I borrowed Emily’s book “Stress Less, Accomplish More” from my local library, which describes the science in more detail, and then teaches you a basic version of her Ziva technique. I committed to the twice daily 10 minute sessions, the first in the morning following my workout and before breakfast, the second after seeing clients during the work week, and mid-day on weekends. What I noticed almost immediately was an increase in my energy levels throughout the day, and following each session. Impressed with what I was experiencing, I enrolled in her Ziva Online course, and completed the 15 day mediation course. This is the only meditation/mindfulness method I have successfully stuck with for more than a week, simply because it is much easier than any other technique I have tried before, and I didn’t become frustrated because I lacked the self-control to clear my mind (which, by the way, is not the goal of this technique). Within a week my digestion had improved significantly, my sleep better, although not perfect, but awaking feeling far more rested.
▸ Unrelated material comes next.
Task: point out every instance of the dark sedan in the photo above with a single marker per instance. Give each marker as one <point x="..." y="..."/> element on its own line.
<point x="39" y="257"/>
I continue to feel more energy throughout the day. That increase in mental energy has me thinking clearer and more focused in my work. The hardest part of the practice is making myself sit down 15 min twice daily to do it, especially the second sitting, particularly on weekends, oddly enough!! I have committed to sitting for 2 sessions daily for 3 months, and am curious to see what the effects are when I stick to the practice for that long; will it be like exercise, and the best benefits will appear in the long term? Given the results I am feeling, I am more than willing to put the time in to find out. I will keep you posted!